Drummer Michael Raynor, who moved to Portland in 2012, first met Barnes in 2011 when Raynor was visiting Portland and sitting in with longtime Portland guitarist Dan Balmer at Jimmy Mak’s. Raynor tells the story that Barnes “heard someone say I was from Chicago and he walked over and asked if I was the drummer on `Live in Chicago.’ He recognized my playing from a record I made with Kurt Elling that was a favorite of his. That’s the kind of ear and enthusiasm he has for music.”
But the music isn’t free, and these days, you have to pay for more than a drink. Barnes started a cover charge and food minimum in 2018 to make ends meet. The cover varies, and goes up when out-of-town marquee musicians are on stage. On Monday nights, listeners pay $10 for the jam sessions but musicians pay nothing to participate. There are usually two sets a night, sometimes three. Check out the 1905 website. The cover and food minimum might limit the younger crowd, some say, but even during Covid the audience stretches over many ages 21 and over.
Singers like Portland’s Rebecca Kilgore, another regular, loves the club’s smallness, saying that its size “lends to the intimacy. And I like that … sort of like a New York kind of cabaret feel, like Mezzrow’s or Smalls.”
Like many Portland jazzers, Kilgore would love to see more venues solely dedicated to jazz “preferably within walking distance. I envision a similar situation to New York’s 52nd Street (also dubbed `Swing Street’) in the 1930s to the 1950s. A section of it was known as the city’s center of jazz performance. One could hear Louis Prima, Art Tatum, Fats Waller, Billie Holiday, Dizzy Gillespie, Thelonious Monk, Charlie Parker, Miles Davis, Marian McPartland. But I’m dreaming on.”
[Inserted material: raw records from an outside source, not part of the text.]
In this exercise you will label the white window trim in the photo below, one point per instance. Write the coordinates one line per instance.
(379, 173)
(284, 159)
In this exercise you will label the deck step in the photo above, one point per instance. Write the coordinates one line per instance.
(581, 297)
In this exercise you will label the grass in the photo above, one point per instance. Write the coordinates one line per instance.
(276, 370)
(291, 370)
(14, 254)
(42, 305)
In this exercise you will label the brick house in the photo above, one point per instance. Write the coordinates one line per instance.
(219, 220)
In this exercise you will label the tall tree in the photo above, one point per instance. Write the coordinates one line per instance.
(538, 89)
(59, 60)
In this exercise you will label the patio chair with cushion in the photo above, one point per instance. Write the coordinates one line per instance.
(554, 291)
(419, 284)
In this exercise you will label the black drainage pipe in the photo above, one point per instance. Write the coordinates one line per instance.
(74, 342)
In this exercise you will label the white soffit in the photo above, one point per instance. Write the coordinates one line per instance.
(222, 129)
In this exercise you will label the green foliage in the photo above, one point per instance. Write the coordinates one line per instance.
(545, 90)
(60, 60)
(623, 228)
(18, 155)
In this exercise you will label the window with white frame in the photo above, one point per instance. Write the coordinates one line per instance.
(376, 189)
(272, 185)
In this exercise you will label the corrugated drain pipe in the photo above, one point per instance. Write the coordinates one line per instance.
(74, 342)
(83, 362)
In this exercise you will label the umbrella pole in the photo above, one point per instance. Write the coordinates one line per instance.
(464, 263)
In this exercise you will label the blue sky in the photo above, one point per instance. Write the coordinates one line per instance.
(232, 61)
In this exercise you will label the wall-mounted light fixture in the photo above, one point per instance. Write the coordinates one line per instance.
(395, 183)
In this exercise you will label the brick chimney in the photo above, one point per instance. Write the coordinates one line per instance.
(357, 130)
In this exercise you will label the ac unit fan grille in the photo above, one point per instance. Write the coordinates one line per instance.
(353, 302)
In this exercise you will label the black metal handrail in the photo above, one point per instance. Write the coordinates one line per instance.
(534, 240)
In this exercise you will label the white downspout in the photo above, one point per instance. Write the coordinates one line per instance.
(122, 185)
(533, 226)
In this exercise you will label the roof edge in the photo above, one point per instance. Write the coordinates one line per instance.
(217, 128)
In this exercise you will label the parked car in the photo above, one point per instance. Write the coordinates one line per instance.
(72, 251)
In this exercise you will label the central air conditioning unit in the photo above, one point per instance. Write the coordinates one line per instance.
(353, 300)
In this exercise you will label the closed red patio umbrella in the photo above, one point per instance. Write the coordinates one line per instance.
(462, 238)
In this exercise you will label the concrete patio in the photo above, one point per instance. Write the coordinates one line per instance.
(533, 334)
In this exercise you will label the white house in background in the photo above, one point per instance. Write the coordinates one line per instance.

Colligan thinks only part of that vision is a dream.
“Aaron’s vision is to make the 1905 a Smalls or Village Vanguard in Portland,” Colligan says. “He’s on his way. He’s really stepped it up in the past four or five years. We thank our stars for the 1905. There would be extremely slim jazz pickings without it. And it’s been tough with the pandemic. He’s really hanging in there.”
The 1905 is not Jimmy Mak’s —it’s too small for that and doesn’t have the capital or space to draw big national acts, though it does draw prestigious artists. But it’s making a place for itself and for Portland musicians.